Сколько надежд и чаяний было связано с ним у Степана Яковлевича. Сын был его настоящей поддержкой и опорой. Верным помощником в бизнесе. Правой рукой Давыдова. Бизнесмен чувствовал себя необычайно уверенным, зная, что всегда найдет рядом крепкое мужское плечо, того, кто сможет вместе с ним преодолеть любые преграды, возникшие на пути. Сын и отец понимали друг друга, в буквальном смысле, с полуслова. Степану Яковлевичу зачастую вообще не было нужды просить о чем-либо Валентина. Давыдов-младший прекрасно знал дело своего отца и нередко производил все необходимые операции прежде, чем в них появлялась острая необходимость. Это был нерушимый тандем. Связка локомотивов, тянувших за собой огромный состав. В те времена Степан Яковлевич ощущал невообразимое внутреннее спокойствие. Он точно знал, кому оставит бразды правления, когда наступит время уходить на покой.

Но первым ушел Валентин.

Ушел внезапно. Дождливым осенним вечером, разбившись в автомобильной катастрофе.
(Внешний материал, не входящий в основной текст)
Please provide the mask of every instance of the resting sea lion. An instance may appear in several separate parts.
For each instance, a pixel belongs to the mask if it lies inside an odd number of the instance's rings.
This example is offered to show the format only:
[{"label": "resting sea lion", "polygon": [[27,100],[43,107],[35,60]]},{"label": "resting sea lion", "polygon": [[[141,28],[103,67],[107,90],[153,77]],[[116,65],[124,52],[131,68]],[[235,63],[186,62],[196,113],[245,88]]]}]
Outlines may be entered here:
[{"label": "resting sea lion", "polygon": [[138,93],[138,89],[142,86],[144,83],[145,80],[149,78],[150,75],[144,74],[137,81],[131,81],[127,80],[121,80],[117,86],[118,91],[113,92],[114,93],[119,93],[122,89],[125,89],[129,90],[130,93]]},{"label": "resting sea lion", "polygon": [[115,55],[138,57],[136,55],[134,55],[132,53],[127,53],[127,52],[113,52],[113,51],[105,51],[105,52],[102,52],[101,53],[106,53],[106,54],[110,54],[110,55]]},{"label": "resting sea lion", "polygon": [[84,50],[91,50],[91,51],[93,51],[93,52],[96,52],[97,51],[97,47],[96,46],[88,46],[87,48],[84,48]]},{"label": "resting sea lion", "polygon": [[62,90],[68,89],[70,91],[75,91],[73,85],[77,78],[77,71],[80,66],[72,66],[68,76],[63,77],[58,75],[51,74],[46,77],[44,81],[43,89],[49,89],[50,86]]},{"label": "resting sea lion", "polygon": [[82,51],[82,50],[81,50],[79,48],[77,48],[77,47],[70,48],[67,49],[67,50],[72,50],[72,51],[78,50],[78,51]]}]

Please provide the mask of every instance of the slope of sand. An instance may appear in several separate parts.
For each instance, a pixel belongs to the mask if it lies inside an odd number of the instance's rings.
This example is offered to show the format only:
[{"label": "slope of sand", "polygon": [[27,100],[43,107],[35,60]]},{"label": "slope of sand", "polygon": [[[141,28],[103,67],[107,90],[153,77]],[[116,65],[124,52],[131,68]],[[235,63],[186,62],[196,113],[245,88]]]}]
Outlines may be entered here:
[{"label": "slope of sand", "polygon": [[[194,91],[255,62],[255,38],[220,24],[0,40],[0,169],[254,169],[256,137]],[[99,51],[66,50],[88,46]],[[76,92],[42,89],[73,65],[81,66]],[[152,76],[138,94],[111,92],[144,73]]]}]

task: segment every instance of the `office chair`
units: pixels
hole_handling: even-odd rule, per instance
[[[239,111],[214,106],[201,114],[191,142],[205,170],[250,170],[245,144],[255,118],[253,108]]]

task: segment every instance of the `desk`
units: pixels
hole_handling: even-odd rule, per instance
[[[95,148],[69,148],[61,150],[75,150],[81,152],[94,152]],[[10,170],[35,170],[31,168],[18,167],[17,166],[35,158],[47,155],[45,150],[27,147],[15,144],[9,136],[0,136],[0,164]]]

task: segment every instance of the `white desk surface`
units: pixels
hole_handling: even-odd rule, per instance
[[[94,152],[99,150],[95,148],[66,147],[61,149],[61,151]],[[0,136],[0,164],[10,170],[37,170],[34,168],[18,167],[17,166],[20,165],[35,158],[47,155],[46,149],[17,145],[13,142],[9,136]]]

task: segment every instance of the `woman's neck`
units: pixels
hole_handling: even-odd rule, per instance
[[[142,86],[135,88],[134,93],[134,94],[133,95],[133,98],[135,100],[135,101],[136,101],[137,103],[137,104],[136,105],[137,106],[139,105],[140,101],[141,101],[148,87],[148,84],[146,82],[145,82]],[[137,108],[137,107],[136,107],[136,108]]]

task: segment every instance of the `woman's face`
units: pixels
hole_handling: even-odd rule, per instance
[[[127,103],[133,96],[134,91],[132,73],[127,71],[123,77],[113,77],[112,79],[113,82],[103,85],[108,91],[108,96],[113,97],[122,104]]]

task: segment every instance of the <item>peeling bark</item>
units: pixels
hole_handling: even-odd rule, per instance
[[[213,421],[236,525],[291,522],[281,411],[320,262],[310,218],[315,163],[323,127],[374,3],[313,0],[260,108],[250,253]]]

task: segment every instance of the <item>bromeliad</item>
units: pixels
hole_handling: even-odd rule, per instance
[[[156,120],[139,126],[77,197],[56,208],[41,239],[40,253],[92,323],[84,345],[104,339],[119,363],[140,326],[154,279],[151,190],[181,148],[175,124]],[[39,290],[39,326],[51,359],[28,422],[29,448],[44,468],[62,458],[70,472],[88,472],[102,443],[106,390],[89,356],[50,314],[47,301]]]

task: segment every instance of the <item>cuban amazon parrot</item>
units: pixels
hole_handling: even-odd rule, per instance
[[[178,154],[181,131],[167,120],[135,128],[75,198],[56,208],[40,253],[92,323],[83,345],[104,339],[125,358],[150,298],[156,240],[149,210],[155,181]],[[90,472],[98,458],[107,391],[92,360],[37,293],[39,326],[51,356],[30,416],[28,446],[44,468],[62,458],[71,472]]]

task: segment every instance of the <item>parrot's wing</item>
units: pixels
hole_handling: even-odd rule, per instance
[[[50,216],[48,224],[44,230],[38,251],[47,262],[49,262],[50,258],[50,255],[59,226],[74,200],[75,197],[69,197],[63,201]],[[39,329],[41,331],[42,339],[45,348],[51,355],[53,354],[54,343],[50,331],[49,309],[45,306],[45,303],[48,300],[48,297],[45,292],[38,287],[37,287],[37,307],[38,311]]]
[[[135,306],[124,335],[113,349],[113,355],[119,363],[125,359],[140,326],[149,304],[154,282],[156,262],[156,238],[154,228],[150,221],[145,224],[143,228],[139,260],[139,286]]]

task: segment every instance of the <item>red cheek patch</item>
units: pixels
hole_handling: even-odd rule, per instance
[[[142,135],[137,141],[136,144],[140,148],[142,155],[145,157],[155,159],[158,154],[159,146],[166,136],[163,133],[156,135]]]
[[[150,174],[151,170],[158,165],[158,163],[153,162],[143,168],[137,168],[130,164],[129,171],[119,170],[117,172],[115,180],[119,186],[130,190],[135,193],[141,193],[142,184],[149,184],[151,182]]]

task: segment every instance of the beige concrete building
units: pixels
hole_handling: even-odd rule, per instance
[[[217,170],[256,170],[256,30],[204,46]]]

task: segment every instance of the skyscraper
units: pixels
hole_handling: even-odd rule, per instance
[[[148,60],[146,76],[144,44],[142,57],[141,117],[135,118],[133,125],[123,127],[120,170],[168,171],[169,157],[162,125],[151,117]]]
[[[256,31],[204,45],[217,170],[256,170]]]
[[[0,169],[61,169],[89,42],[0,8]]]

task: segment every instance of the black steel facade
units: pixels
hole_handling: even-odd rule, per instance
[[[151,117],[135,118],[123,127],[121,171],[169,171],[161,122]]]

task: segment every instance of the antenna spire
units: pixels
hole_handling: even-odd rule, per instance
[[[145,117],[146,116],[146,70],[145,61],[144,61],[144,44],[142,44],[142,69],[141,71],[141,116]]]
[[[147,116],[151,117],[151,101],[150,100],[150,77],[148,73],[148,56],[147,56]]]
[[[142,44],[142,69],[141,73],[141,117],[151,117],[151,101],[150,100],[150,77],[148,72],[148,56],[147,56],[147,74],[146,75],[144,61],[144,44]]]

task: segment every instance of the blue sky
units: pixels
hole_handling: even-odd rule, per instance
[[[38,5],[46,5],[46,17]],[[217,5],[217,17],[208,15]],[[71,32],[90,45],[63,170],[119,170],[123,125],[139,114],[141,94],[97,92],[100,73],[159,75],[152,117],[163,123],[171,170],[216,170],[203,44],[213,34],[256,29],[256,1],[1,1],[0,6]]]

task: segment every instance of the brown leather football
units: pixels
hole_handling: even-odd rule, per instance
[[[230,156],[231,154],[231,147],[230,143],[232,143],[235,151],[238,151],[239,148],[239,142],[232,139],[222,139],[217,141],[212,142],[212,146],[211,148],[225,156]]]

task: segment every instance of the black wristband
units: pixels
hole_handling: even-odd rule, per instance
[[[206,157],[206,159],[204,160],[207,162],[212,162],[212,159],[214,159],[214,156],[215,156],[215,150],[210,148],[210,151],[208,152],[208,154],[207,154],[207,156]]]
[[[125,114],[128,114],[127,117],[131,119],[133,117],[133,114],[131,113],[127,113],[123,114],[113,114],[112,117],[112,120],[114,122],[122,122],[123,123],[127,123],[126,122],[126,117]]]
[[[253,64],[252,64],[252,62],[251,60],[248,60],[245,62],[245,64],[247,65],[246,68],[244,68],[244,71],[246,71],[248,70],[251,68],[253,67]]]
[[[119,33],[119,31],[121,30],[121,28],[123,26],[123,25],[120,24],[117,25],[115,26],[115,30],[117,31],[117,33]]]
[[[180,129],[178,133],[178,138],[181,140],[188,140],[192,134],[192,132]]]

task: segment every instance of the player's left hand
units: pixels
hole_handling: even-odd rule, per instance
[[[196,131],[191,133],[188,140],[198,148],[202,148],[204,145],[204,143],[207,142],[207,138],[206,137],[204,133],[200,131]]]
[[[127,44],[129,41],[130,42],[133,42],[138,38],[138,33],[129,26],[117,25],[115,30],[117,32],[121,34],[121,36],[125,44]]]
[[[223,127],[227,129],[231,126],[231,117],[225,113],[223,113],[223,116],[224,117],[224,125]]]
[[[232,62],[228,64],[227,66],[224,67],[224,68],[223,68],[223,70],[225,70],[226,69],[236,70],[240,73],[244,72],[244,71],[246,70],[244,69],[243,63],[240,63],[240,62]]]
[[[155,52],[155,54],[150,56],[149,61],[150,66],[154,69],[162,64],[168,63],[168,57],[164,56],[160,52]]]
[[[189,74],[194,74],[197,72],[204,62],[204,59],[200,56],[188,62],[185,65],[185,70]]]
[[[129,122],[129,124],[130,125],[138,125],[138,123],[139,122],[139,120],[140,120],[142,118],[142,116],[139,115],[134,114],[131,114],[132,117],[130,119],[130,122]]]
Для Давыдова и его супруги это стало ударом, от которого, казалось, невозможно оправиться. Они потеряли своего сына, своего первенца. Ирина была безутешна. Около месяца она пребывала в глубокой депрессии, начисто отказываясь покидать дом. Для самого Степана Яковлевича это событие стало трагедией не только личной, но и профессиональной. Со смертью Валентина рухнули все надежды и мечты о светлом будущем компании.

– Валька, как же это возможно?– Степан Яковлевич взял себя в руки и, ослабив объятия, с некоторым недоверием посмотрел на своего сына.– Откуда ты здесь? Ведь ты…

– Погиб. Я знаю.– закивал Валентин, виновато отведя в сторону свой пустой, лишенный живого огонька взгляд.– Дорога была мокрой после дождя. Я не справился с управлением, вылетел на встречку. А дальше столкновение и… случилось то, что случилось.